Her question is essentially about care for the elderly, the removal of personal care and the weight of impending additional impersonal bureaucracy under Obama's government health care takeover plan. His answer is a plate of spaghetti. With a side of painkillers.
Question: "Outside the medical criteria for prolonging the life of someone who is elderly, is there any consideration that can be given for a certain spirit, a certain joy of living, or quality of life; or is it just a medical cut off at a certain age?"
President Obama: "Yeah, we're not gonna solve every difficult problem in terms of end of life care. A lot of that is going to have to be we as a culture and a society making better decisions within our own families and for ourselves. But what we can do is make sure that at least some of the waste that exists in the system that is not making anybody's mom better that is loading up on additional tests or additional drugs that the evidence shows is not going to improve care, that at least we can let doctors know and your mom know that, you know what, maybe this isn't gonna help. Maybe you're better off not taking the surgery, but taking the painkiller."

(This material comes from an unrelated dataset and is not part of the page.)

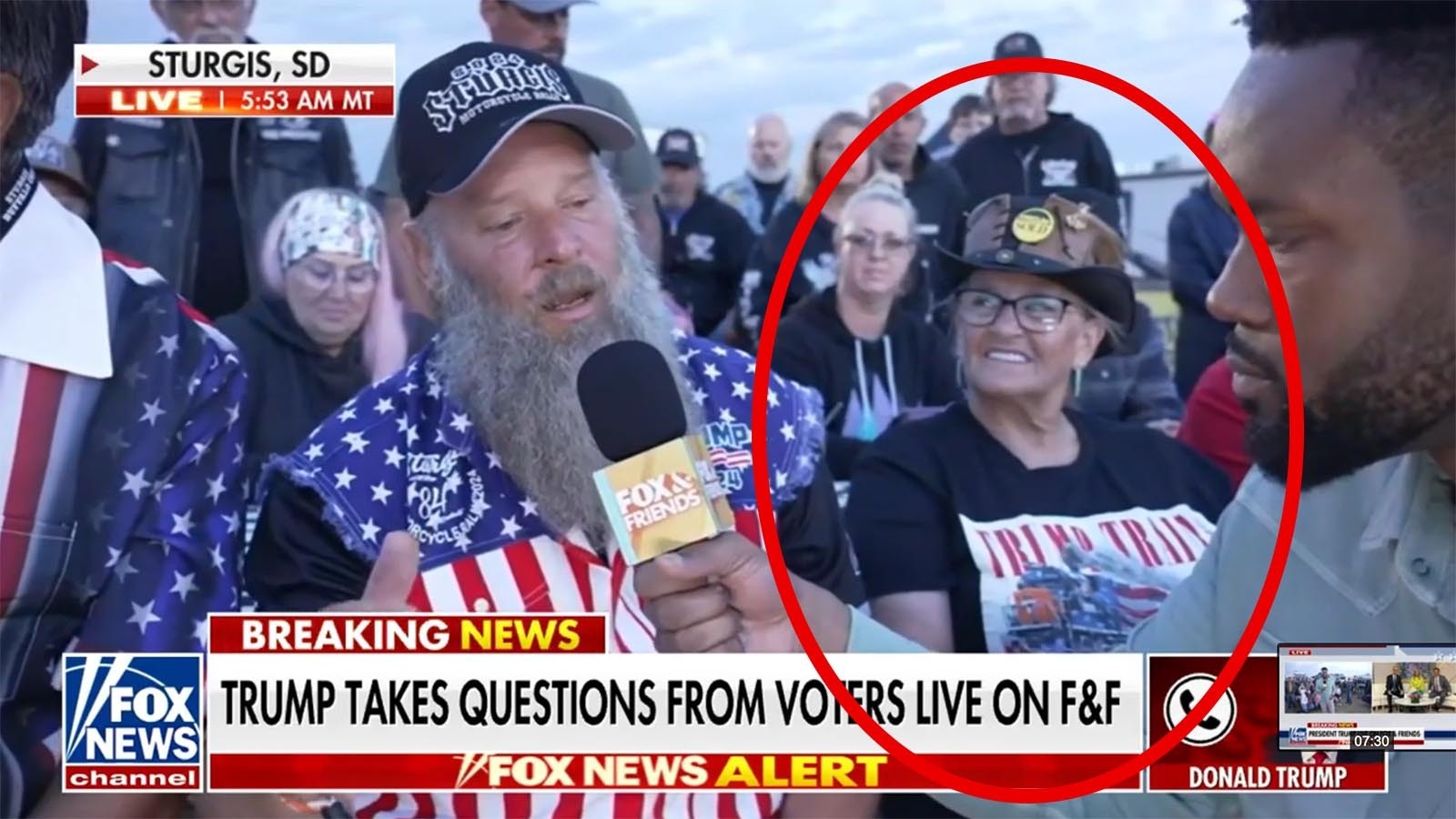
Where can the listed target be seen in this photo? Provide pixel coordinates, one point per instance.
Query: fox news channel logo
(131, 723)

We don't need a massive bureaucracy and government health care to make "better decisions within our own families and for ourselves." We can do that just fine without. In fact, we can do so better without. Because a government system - which is designed to squeeze out free-market providers - resorts to rationing, which is a wholly impersonal method of distributing short supply based primarily on statistics. the "better decisions" are made by computer models and the bureaucrats running them and crunching the numbers. And, let's be clear: 105 is not a good number for any of the modeled systems, from Canada to Britain.
Yes, Obama ropes you in with the citation of Liberty with talk about "better choices." Because he knows full well that Liberty resonates resoundingly with the American public. It is of dismissive consequence, it seems, that the very function of a central government system is to centralize that decision-making power. Individual decision-making is the very definition of Liberty. And it can only be brought to the central government system by wresting it from where it exists: With American citizens and their doctors, on the fringe.
Obama answers the woman by saying that the government and its bureaucracies can make better decisions than you and she can. And if you will just allow him to help by creating this centralized government health care system, you and she will be making better decisions by extension.
He's subtly fishing for buy-in at this point. The hook is baited with your Liberty.
After prattling on about waste in the private system - which another massive government bureaucracy can defy historical precedent and squash like a bug - he concludes that "we can let doctors know and your mom know" that a certain treatment might not help. Didn't her doctors quite successfully resolve that conundrum all by themselves without the aid of a benevolent and brilliant government distribution system - five years ago when she was a mere 100?
His answer is unmistakable: The Federal Government can make that decision for you.
What's more, there is no "maybe you're better off" inquisitive dialog with a national health care system. Ask a Canadian. Or ask a Brit. It's perhaps better to envision the dialog if the IRS were to suggest that "maybe you are better off" choosing option A vice option B.
Obama's answer is pure sophistry.
Oh, and he said "painkillers." That might have gotten your attention. But that's not the heart of what he said by a country - or downtown Chicago - mile.